Objekt des Monats

Der Elefantenschädel

Der Schädel des Afrikanischen Elefanten in frontaler und ventraler Ansicht neben den Zeichnungen des Objekts, die Johann Christian Wilhelm Waltz (1766-1796) auf Veranlassung von Goethe hergestellt hat (Zusammenstellung: Bernhard-Leopold Bock)

Zu der neuen Goethe-Ausstellung der Universität Jena gehört auch ein Elefantenschädel. Es ist der Schädel eines afrikanischen Elefanten aus dem 17. Jahrhundert, den Goethe untersucht hat.

Goethe hatte großes Interesse an Naturwissenschaften.

Doch wie kam der Schädel in die Sammlung?

Herzog Wilhelm Ernst legte 1700 die Weimarische Kunstkammer an. Es gelang ihm, bedeutende Stücke aus einer Sammlung von Christian Lorenz von Adlershelm zu erwerben. Adlershelm hatte die Sammlung in Leipzig aufgebaut. Nach seinem Tod wurden die Stücke verkauft. Darunter war der Schädel eines ausgewachsenen afrikanischen Elefanten. Schon in Leipzig war das Interesse an dem Schädel groß. Um 1780 kam der Schädel nun aus der Kunstkammer in Weimar an die Universität nach Jena. Er wurde in der Sammlung der Säugetiere gezeigt und stand erhoben in der Raummitte.

In einem Brief an Johann Heinrich Merck wünscht ihm Goethe einen solchen Schädel für seine Forschung. Zu dieser Zeit ist Goethe mitten in wissenschaftlichen Studien: Er vergleicht Schädel von Tieren und Menschen miteinander. Kurze Zeit später erkennt er, dass der Zwischenkieferknochen Mensch und Tier anatomisch nicht unterscheidet. Das heißt, dass Menschen und Tiere ihn besitzen. Er kann nicht als Unterscheidungsmerkmal verwendet werden. Die Erkenntnis teilt er Johann Gottfried Herder beglückt mit.

Ab Anfang Juli 2024 eröffnet die neue Dauerausstellung. Sie heißt: „Bewegliche Ordnung“. Besucher können den Entdeckungsprozess und die wissenschaftliche Ausarbeitung verfolgen. Aber sie können auch die Schädelknochen so betrachten, wie Goethe das getan hat. Und dazu die Herausbildung der anatomischen Strukturen studieren. Bei einem alten afrikanischen Elefanten sind die Kieferknochen miteinander verwachsen, beim jungen indischen Elefanten treten sie noch getrennt hervor.

Goethe erkennt: Anatomische Strukturen sind also beweglich auf eine eigene Art und Weise.

 

Dr. Helmut Hühn

 

Übertragung in Einfache Sprache | Evangelische Stiftung Neinstedt | Fachzentrum für Leichte Sprache

 

Literatur:

 

Johann Wolfgang von Goethe: Bedeutende Fördernis durch ein einziges geistreiches Wort.
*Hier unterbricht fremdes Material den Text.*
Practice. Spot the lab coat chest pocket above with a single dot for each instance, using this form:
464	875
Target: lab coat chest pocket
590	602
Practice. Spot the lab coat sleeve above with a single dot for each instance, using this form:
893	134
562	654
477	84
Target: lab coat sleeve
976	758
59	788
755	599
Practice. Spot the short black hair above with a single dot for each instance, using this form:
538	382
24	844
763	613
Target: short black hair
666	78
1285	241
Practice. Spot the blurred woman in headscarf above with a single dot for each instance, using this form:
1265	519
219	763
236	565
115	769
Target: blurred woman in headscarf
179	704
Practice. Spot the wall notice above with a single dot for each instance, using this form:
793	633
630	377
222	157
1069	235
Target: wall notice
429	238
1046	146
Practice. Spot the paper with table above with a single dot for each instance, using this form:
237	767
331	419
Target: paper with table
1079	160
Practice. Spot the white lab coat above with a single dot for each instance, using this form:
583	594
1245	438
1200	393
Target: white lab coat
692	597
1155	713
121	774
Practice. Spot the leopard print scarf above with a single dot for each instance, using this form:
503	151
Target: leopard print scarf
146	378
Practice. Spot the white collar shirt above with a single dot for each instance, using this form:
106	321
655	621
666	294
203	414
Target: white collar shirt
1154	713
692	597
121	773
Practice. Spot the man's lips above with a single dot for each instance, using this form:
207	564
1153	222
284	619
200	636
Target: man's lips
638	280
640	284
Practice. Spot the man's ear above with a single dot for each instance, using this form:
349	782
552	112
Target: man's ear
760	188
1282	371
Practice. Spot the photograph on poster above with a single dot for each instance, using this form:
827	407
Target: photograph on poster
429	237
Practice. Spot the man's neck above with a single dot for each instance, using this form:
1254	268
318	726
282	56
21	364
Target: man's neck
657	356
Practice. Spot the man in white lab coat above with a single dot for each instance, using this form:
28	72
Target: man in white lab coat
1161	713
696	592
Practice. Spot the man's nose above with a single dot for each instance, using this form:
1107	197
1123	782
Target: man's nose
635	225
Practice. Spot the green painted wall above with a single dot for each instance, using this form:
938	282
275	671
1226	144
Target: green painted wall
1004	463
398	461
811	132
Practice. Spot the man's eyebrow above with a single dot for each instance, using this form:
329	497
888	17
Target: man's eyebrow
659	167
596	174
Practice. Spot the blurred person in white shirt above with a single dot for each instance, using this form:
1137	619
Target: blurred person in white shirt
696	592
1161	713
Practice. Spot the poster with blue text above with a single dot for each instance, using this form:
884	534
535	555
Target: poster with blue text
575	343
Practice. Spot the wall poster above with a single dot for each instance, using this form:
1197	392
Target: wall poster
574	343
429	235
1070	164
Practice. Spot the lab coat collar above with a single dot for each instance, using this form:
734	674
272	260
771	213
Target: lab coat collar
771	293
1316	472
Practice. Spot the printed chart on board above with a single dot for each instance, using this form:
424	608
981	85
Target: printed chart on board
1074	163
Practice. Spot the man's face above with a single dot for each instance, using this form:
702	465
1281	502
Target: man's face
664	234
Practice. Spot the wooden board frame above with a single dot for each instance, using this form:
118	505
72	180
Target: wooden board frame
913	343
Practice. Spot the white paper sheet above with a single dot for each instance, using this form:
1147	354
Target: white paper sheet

In: Ders.: Sämtliche Werke I, Bd. 24: Schriften zur Morphologie, hrsg. von Dorothea Kuhn. Frankfurt am Main: Klassiker Verlag 1987, S. 595-599 

 

Bernhard-Leopold Bock, Martin Fischer, Helmut Hühn: »Der größte Elephantenschädel, den das Museum zu Jena besitzt«. Erscheint im Frühjahr 2025 in: Helmut Hühn, Margrit Wyder (Hrsg.): »Bewegliche Ordnung«. Goethes Morphologie und Metamorphosenlehre. Göttingen: Wallstein 2025 (in Vorbereitung).